MQL5 Wizard Techniques you should know (Part 37): Gaussian Process Regression with Linear and Matern Kernels

MetaTrader 5 — Tester | 6 September 2024, 16:05

202

Stephen Njuki

Introduction

We continue these series on the different ways key component classes of wizard assembled Expert Advisors can be implemented by considering 2 Gaussian Process Kernels. The linear-kernel and Matérn Kernel. The former is so simple you cannot find its Wikipedia-page, however the latter has a reference page over here.

If we are to do a recap on what we covered with Gaussian Process Kernels (GPs) earlier, they are non-parametric models that are able to map complex relationships between data sets (typically in vector form) without any functional or pre-knowledge about the pair of datasets involved. This makes them ideal for handling situations where the data sets involved are non-linear or even noisy. This flexibility, in addition, makes them a bit ideal to financial time series that can be often volatile, since GPs tend to give nuanced outputs. They provide a forecast estimate plus a confidence interval. GPs help determine the similarity between two data sets and since there are multiple types of kernels to use in the Gaussian Process Regression it is always key to identify the appropriate kernel or be mindful of the shortcomings of your selected kernel particularly in instances where kernels are being used to extrapolate a forecast.

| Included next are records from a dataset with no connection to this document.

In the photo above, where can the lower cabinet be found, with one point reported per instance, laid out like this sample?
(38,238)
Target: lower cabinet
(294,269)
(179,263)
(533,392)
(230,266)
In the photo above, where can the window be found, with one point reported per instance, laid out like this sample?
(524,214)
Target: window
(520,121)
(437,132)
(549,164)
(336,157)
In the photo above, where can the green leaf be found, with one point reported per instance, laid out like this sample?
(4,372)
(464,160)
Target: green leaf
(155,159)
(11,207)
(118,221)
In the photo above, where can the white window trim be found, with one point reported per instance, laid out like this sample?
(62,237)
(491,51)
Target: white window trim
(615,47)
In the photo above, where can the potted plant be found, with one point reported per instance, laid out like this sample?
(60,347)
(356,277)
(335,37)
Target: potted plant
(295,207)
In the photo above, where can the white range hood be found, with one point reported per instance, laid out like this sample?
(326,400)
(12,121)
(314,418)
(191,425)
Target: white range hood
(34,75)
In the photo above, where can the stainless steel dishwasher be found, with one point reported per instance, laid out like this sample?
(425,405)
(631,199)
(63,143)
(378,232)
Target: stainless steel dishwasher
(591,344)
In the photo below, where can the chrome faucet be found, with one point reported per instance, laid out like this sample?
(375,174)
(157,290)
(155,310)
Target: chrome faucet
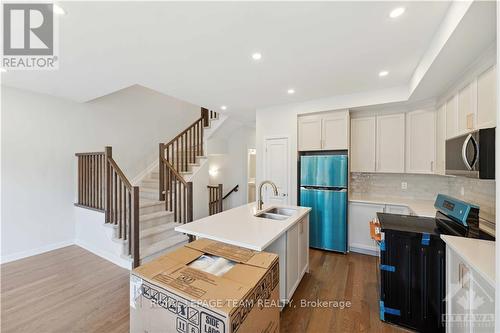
(275,189)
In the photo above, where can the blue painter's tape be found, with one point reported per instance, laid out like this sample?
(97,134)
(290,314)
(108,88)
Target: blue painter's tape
(394,312)
(426,238)
(384,309)
(388,268)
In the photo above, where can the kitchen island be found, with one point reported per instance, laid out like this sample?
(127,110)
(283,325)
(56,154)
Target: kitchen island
(283,230)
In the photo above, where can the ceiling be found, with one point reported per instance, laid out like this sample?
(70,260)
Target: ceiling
(201,52)
(470,41)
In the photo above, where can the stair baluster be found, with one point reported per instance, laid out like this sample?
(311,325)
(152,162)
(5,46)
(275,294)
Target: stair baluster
(104,187)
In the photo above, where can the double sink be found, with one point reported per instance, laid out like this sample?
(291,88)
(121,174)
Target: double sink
(277,213)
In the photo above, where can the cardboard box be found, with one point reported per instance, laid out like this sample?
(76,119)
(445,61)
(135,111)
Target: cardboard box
(166,295)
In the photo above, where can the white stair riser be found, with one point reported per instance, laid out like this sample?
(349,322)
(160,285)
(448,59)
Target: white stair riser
(162,252)
(148,195)
(152,209)
(151,239)
(156,222)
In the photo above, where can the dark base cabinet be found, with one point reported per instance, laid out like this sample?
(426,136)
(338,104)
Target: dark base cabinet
(412,280)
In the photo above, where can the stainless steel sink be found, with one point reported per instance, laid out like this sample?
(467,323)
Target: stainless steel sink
(282,211)
(270,216)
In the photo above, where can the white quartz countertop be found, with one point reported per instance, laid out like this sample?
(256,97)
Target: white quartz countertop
(240,227)
(479,254)
(419,207)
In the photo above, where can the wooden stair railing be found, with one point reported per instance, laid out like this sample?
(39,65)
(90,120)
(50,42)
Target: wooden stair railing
(178,192)
(175,157)
(103,186)
(91,189)
(214,199)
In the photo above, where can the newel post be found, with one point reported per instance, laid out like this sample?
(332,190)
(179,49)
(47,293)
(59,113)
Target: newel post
(135,227)
(204,115)
(108,153)
(161,172)
(221,196)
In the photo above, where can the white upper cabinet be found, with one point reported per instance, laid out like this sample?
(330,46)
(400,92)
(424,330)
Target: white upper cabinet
(309,133)
(328,131)
(467,108)
(363,144)
(390,147)
(420,141)
(335,131)
(452,117)
(441,140)
(486,99)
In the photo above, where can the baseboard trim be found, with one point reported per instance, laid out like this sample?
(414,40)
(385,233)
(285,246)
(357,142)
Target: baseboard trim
(111,257)
(364,249)
(34,252)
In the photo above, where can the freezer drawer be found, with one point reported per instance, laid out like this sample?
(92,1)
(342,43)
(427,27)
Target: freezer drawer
(327,220)
(323,170)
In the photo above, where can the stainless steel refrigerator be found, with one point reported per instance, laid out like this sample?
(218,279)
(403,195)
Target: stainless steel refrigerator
(323,187)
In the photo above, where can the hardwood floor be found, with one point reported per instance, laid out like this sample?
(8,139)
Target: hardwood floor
(72,290)
(337,277)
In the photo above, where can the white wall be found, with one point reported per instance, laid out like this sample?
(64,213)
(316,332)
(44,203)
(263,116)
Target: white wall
(282,121)
(228,155)
(41,134)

Below is a summary table that covers the kernels introduced so far in these series and some of their traits:

Kernel Type	Ideal for Capturing	Explanation
Linear Kernel	Trends	Captures linear trends over time; ideal for assets that show long-term upward or downward price movements. Simple and computationally efficient, but assumes a linear relationship.
Radial Basis Function (RBF) Kernel	Trends and Volatility	Best for capturing smooth, long-term trends with gradual price changes. It provides smooth estimates and is good for continuous patterns. However, it struggles with sharp transitions or extreme volatility.
Matérn Kernel	Trends, Volatility, Cycles	Can capture rougher, less smooth trends and sudden changes in volatility. The parameter ν controls the smoothness, so lower ν captures rough volatility, while higher ν smoothens trends.

Depending on the time series one is extrapolating, the appropriate kernel would need to be selected basing on its strengths. Financial time series can often show periodic or cyclic behaviour and kernels such as the Matérn which we introduce below can help in mapping these relations. Furthermore, the quantifying of uncertainty as we saw with the Radial Basis Function in this initial article can be a huge boon when traders are faced with flattish or whipsawed markets. Kernels like the RBF do not just provide point estimates, but they also give confidence intervals, which can be beneficial in these situations. This is because the confidence interval can help sift out weak signals while also highlighting major turning points in uncertain environments.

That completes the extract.